Poche infatti sono le voci che si sono levate per rilevare l’evidente “sproporzione” tra l’errore contestato ai giornalisti, le dimensioni della testata, la capacità economica dei condannati la condanna a morte della loro testata. Non ha prodotto i frutti sperati, ad esempio, il tentativo di interessare della vicenda Giorgio Napolitano, all’epoca Presidente della Repubblica e del Consiglio superiore della Magistratura, l’organo competente a valutare le condotte dei singoli magistrati”. Al Capo dello Stato si erano rivolti i giornalisti de la Voce delle Voci il 22 aprile 2014. Con una lettera gli chiedevano di correggere gli effetti di una sentenza abnorme che determinava la cessazione delle pubblicazioni della testata. Infondo, avranno pensato, Napolitano si era dimostrato attento al delicato rapporto tra stampa e giustizia: non erano passati due anni da ché aveva commutato il carcere in sanzione pecuniaria per Sallusti. Ma Napolitano non rispose mai direttamente.

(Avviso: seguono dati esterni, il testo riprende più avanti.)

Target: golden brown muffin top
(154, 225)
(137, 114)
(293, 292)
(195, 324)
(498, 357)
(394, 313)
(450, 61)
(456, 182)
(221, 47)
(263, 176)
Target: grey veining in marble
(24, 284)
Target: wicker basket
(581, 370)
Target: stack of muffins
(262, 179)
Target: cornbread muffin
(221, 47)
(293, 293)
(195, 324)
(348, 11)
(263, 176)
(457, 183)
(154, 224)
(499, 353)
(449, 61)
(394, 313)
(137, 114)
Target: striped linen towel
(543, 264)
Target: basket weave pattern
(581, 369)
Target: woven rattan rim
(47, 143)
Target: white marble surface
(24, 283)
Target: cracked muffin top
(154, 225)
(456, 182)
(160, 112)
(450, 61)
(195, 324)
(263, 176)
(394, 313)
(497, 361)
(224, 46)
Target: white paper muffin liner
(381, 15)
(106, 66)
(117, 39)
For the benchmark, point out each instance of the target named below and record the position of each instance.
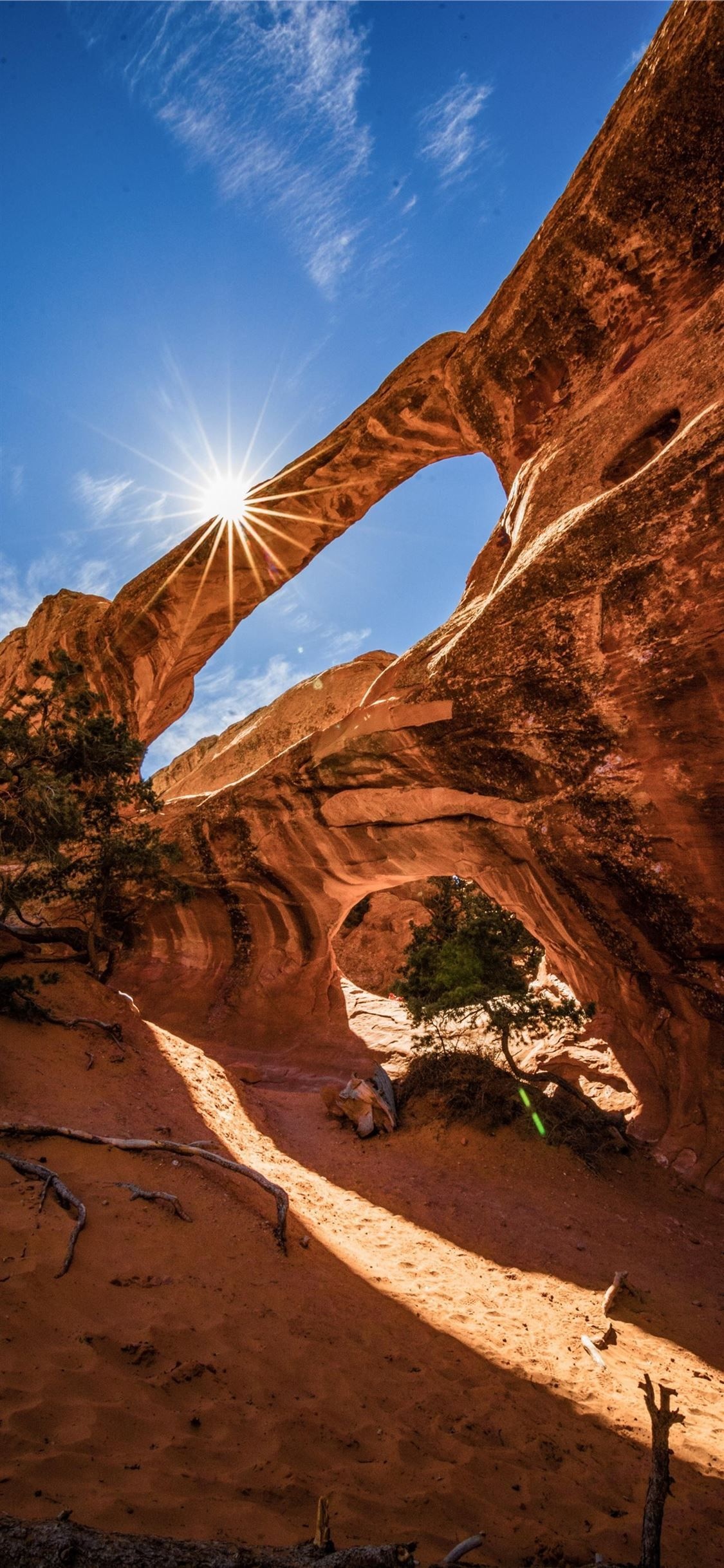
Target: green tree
(80, 857)
(472, 957)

Lo fece il direttore dell’Ufficio per gli Affari dell’Amministrazione della Giustizia del Quirinale, Ernesto Lupo: “Pur nella migliore comprensione, non rientra tra le attribuzioni costituzionali del Capo dello Stato l’intervento su questioni appartenenti alla competenza dell’autorità giudiziaria”. L’esposto finì sul tavolo del Csm, e lì è rimasto.
A tenere viva l’attenzione sul caso, invece, è l’Osservatorio “Ossigeno per l’Informazione”, promosso dalla Federazione Nazionale della Stampa e dall’Ordine dei giornalisti per monitorare casi di censura e minaccia a danni dei giornalisti. “Attendiamo con vivo interesse la decisione del gip” ha dichiarato il direttore Alberto Spampinato. “L’iter di questo processo – aggiunge – dimostra in modo plateale che le norme vigenti in Italia in materia di diffamazione a mezzo stampa consentono punizioni e censure che vanno ben oltre la previsione della pena detentiva e che non hanno nulla a che vedere con la difesa della reputazione personale. Ci dice poi che queste norme consentono di fare sparire un giornale dalle edicole e di ridurre sul lastrico chi è ritenuto colpevole di aver sbagliato. Il nostro interesse al caso della Voce delle voci è accresciuto dall’emergere dell’ipotesi di condotta scorretta del giudice che ha pronunciato siffatta sentenza. Penso perciò che il giudice per le indagini preliminari di Campobasso abbia fatto bene a riservarsi la decisione che deve dimostrare che la magistratura è capace di indagare sulla correttezza dei suoi stessi membri e di giudicare i loro comportamenti con la stessa severità con cui giudica quelli degli altri cittadini. Egregio giudice, faccia con calma, prenda il tempo che le serve per fare la cosa giusta”.
Infine il messaggio a Parlamento e Governo: “Se la magistratura deve impedire le conseguenze ultronee delle sue sentenze, Parlamento e Governo devono correggere senza ulteriori indugi le norme sulla diffamazione che tuttora prevedono il carcere per i giornalisti per evitare che esse limitino il diritto di informare e di essere informati. Se un giornalista e il suo giornale devono mettere in palio tutto ciò possiedono, e anche la possibilità di proseguire la loro attività, ogni volta che pubblicano una notizia controversa, in questo paese non c’è più spazio per l’informazione giornalistica”.